Documentation
¶
Overview ¶
Package context provides context window management for LLM conversations. It includes token counting, model limits, and automatic context compaction.
Index ¶
- Variables
- func EstimateConversationTokens(messages []provider.Message) int
- func EstimateMessageTokens(msg provider.Message) int
- func EstimateTokens(text string) int
- func GetModelLimit(model string) int
- func SummarizeOldMessages(messages []provider.Message, keepRecent int) string
- type CompactionResult
- type Manager
- func (m *Manager) GetStatus(messages []provider.Message) Status
- func (m *Manager) ShouldCompact(messages []provider.Message) bool
- func (m *Manager) SimpleCompact(messages []provider.Message, keepCount int) ([]provider.Message, CompactionResult)
- func (m *Manager) WithCompactThreshold(threshold float64) *Manager
- func (m *Manager) WithWarningThreshold(threshold float64) *Manager
- type Status
- type TokenBudget
Constants ¶
This section is empty.
Variables ¶
var ModelLimits = map[string]int{
"mistral-large-latest": 128000,
"mistral-large": 128000,
"mistral-medium-latest": 32000,
"mistral-medium": 32000,
"mistral-small-latest": 32000,
"mistral-small": 32000,
"codestral-latest": 32000,
"codestral": 32000,
"open-mistral-7b": 32000,
"open-mixtral-8x7b": 32000,
"open-mixtral-8x22b": 64000,
"llama3.2": 128000,
"llama3.1": 128000,
"llama3": 8000,
"llama2": 4096,
"codellama": 16000,
"mistral": 32000,
"mixtral": 32000,
"deepseek-coder": 16000,
"qwen2.5-coder": 32000,
"gpt-4o": 128000,
"gpt-4o-mini": 128000,
"gpt-4-turbo": 128000,
"gpt-4": 8192,
"gpt-3.5-turbo": 16385,
"gpt-3.5-turbo-16k": 16385,
"claude-3-opus": 200000,
"claude-3-sonnet": 200000,
"claude-3-haiku": 200000,
"claude-2.1": 200000,
"claude-2": 100000,
"default": 32000,
}
ModelLimits contains the context window limits for different models
Functions ¶
func EstimateConversationTokens ¶
EstimateConversationTokens estimates total tokens in a conversation.

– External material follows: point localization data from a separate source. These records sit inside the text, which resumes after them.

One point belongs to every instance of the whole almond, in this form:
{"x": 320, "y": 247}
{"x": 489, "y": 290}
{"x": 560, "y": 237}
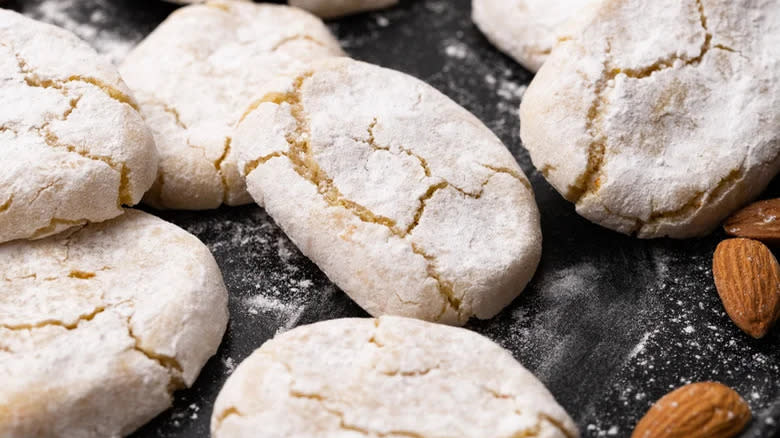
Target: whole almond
{"x": 747, "y": 276}
{"x": 759, "y": 220}
{"x": 698, "y": 410}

func EstimateMessageTokens ¶
EstimateMessageTokens estimates tokens for a single message. Includes overhead for message structure (~4 tokens per message).
func EstimateTokens ¶
EstimateTokens provides a rough estimate of token count for text. Uses a simple heuristic of ~4 characters per token on average. This is approximate - actual token count varies by model and content.
func GetModelLimit ¶
GetModelLimit returns the context window limit for a model. Returns the default limit if model is not found.
Types ¶
type CompactionResult ¶
type CompactionResult struct {
OriginalTokens int
CompactedTokens int
MessagesRemoved int
Summary string
}
CompactionResult contains the result of a compaction operation
type Manager ¶
type Manager struct {
// contains filtered or unexported fields
}
Manager handles context window management
func NewManager ¶
NewManager creates a new context manager with the specified limits.
func NewManagerForModel ¶
NewManagerForModel creates a manager with limits based on model name.
func (*Manager) ShouldCompact ¶
ShouldCompact returns true if the conversation should be compacted.
func (*Manager) SimpleCompact ¶
func (m *Manager) SimpleCompact(messages []provider.Message, keepCount int) ([]provider.Message, CompactionResult)
SimpleCompact performs a simple compaction by keeping only recent messages. It preserves the system prompt and keeps the most recent messages.
func (*Manager) WithCompactThreshold ¶
WithCompactThreshold sets the threshold for triggering compaction.
func (*Manager) WithWarningThreshold ¶
WithWarningThreshold sets the threshold for warning about context usage.
type Status ¶
type Status struct {
EstimatedTokens int
MaxTokens int
UsagePercent float64
NeedsCompaction bool
WarningThreshold bool
}
Status represents the current context window status
type TokenBudget ¶
type TokenBudget struct {
Total int
System int
History int
CurrentTurn int
Reserved int // For response generation
}
TokenBudget helps allocate tokens across different parts of the context
func NewTokenBudget ¶
func NewTokenBudget(maxTokens int) TokenBudget
NewTokenBudget creates a token budget based on max context size.
func (TokenBudget) RemainingHistory ¶
func (b TokenBudget) RemainingHistory(used int) int
RemainingHistory returns how many tokens are left for history.